The Nigerian National Petroleum Company Limited (NNPC) has confirmed that national crude oil production has grown from a historic low of 960,000 barrels per day in 2022 to an average of 1.71 million barrels per day and a peak production of 1.84 million barrels per day in 2025, owing to the establishment of the integrated energy security for pipelines in the Niger Delta.

Group Chief Executive Officer of NNPC Ltd, Engr. Bashir Bayo Ojulari, made the disclosure at the Parliamentary Roundtable on the State of Pipelines Security which held at the National Assembly, in Abuja, on Wednesday, April 8th, 2026.

Speaking on the success of the security arrangement, Ojulari explained that it was not accidental, and that it involved an “integrated energy security model that combines legislative and executive policy alignment, actionable intelligence, kinetic deployment capabilities, regulatory oversight, industry cooperation, and community‑embedded surveillance mechanisms”.

He said the resurgence of production due to the effective tackling of the twin menace of oil theft and pervasive pipeline sabotage has led to the restoration of investors’ confidence in the nation’s oil and gas sector.

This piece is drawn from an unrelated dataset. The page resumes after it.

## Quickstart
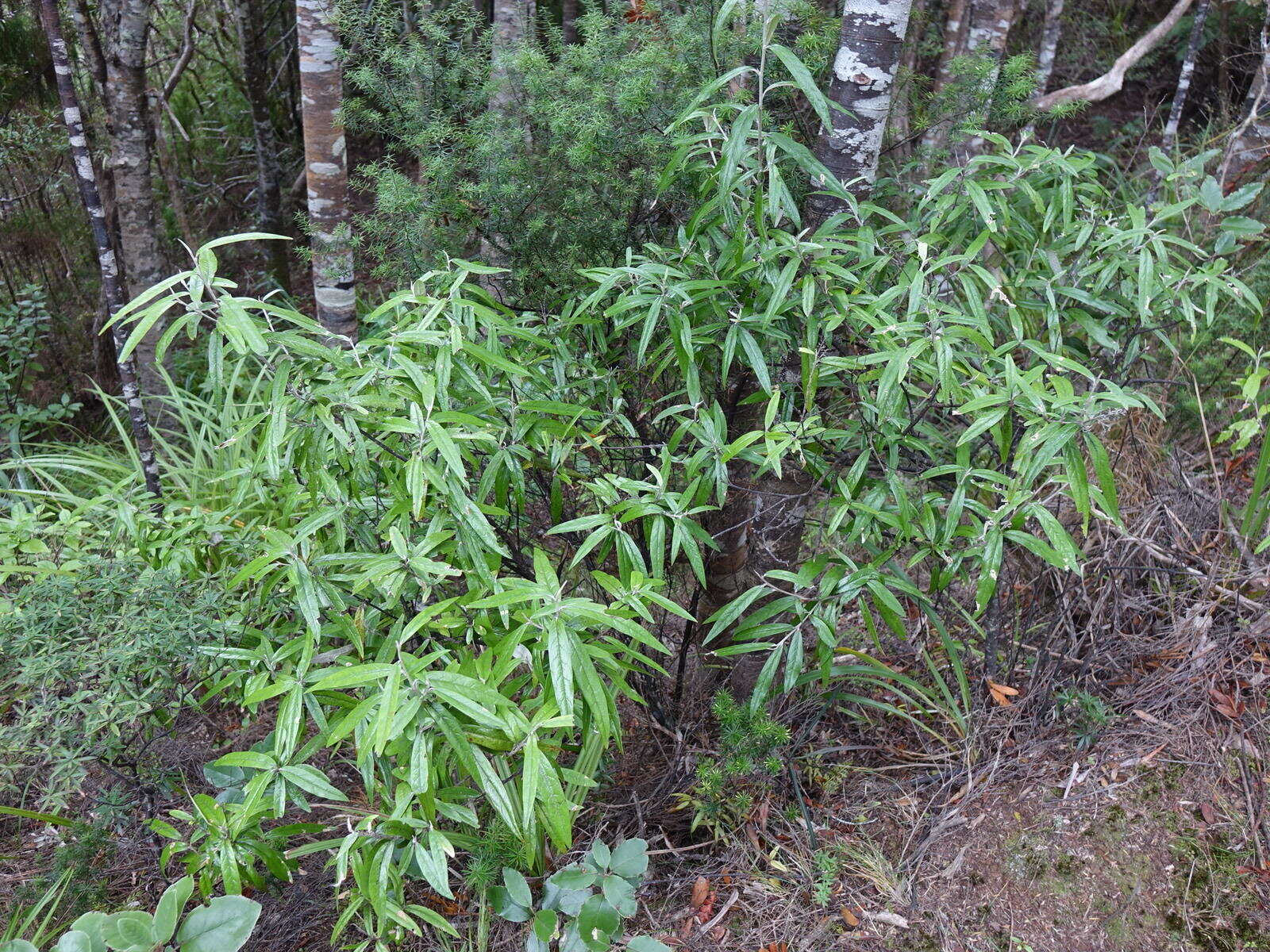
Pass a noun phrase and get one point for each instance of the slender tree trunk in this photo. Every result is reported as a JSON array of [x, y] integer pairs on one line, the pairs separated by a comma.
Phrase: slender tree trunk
[[762, 520], [327, 165], [1113, 80], [864, 76], [1175, 112], [569, 21], [1249, 145], [1051, 33], [1049, 37], [112, 289], [1223, 61], [990, 31], [899, 108], [249, 21], [954, 42], [131, 165], [167, 163], [512, 25]]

In his welcome address, the President of the Senate, Sen. Godswill Akpabio, represented by Senator Jimoh Ibrahim, called for collaboration among agencies and stakeholders in resolving all challenges impeding production growth.

On his part, the Speaker of the House of Representatives, who was represented by the Leader of the House, Hon. (Prof.) Julius Ihonvbere, urged the forum to evaluate the progress made so far with a view to ensuring fairness and equity.

The Parliamentary Roundtable on the State of Pipelines Security was convened by the Joint Senate and House of Representatives Committee on Petroleum Resources.

It had in attendance the Senate President, Speaker of the House of Representatives, National Security Adviser, Minister of Defence, and representatives of oil industry regulatory agencies.

The Roundtable also featured presentations by the Chief of Defence Staff, Inspector General of Police, Director General of the Department of State Services, Commandant General of the Nigerian Security and Civil Defense Corps, and private security companies.